Temperature drop though a typical wall construction (same base wall to be used throughout). This will also demonstrate the effects of insulation on the temperature gradient and discuss the effect of varying the position of insulation (warm frame/cold frame etc.)
As we move through the layers in a building element (taking a wall as an example) the temperature at any given point will vary according to the thermal conductivity of the materials used. This produces a temperature gradient which can be modelled using the above methods. In a steady state model which ignores dynamic air leakage, the steepness of this gradient is governed directly by the thermal conductivity of the individual layer making up the construction.
There are two types of cold bridge typically encountered in construction. Repeating and non-repeating.

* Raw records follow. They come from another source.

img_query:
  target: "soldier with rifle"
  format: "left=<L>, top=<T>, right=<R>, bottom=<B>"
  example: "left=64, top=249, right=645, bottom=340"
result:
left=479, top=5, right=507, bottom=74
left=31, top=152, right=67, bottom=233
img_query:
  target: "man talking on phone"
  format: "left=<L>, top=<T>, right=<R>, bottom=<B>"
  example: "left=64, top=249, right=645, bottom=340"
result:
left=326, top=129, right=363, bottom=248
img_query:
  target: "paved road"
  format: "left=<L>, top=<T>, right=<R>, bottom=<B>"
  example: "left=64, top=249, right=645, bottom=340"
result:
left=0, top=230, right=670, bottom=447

A repeating thermal bridge is usually associated with elements such as timber or metal studwork intersecting layers of insulation. Repeating thermal bridges are usually accounted for by adjusting the R-value of the intersected layer proportionally to account for this reducing in insulation performance. The methods for doing this and assumptions that are made are outlined in BR443 and EN6946, although most U-value calculation software will do this automatically.
Non-repeating bridges are things like floor and wall junctions, which are quantified using psi-values. These involve more complex calculations than simple repeating thermal bridges, hence are often accounted for in calculation using backstop values, or standard values given for “robust” junction details developed by the BRE and others.

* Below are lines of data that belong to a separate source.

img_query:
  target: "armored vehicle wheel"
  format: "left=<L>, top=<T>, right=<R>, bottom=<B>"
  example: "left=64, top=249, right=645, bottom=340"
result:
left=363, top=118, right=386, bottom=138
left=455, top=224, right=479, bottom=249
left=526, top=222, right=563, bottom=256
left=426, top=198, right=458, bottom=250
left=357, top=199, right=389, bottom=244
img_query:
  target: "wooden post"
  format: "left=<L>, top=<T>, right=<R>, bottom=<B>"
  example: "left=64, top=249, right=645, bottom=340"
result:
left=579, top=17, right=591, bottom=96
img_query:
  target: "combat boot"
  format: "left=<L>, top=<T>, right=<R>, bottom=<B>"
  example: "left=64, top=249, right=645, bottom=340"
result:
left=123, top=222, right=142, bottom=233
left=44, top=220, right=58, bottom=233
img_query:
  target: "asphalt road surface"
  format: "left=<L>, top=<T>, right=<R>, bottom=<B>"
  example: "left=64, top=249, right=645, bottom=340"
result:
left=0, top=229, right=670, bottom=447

The dew point is the temperature at which air will lose its ability to contain moisture vapour. Below this temperature, moisture in the air will condense to form liquid water.

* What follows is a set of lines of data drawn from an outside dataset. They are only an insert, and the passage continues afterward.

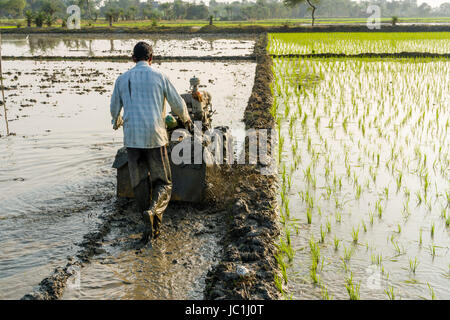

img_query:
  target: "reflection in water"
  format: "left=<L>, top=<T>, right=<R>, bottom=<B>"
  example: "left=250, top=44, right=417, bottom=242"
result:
left=2, top=35, right=254, bottom=56
left=0, top=58, right=255, bottom=299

In construction terms, a combination of the internal and external environmental conditions and the vapour and thermal resistances of the layers within the construction will produce a dew point graph. Provided the actual temperature gradient through the structure remains above this line, no condensation will form, however if the dew point and temperature gradient graph lines intersect at any point, then condensation will occur.
The Impact of Heat Flow
The incorrect specification or installation of effective thermal barriers will lead to unmanaged heat loss, impacting directly on the energy efficiency of the building and its systems. In recent years’ schemes by UK and European governments has sought to improve the energy efficiency of buildings, driven by the need to reduce carbon emissions and reduce energy costs. In many cases, insulation has been a “silver bullet” to address these needs. In order to maximise the design of a building’s energy efficiency what is required is a holistic approach to a total system which fully embraces the principles of HAMM, considering an integrated approach to airtightness and condensation control.
1.2 - Air (Air permeability and airtightness)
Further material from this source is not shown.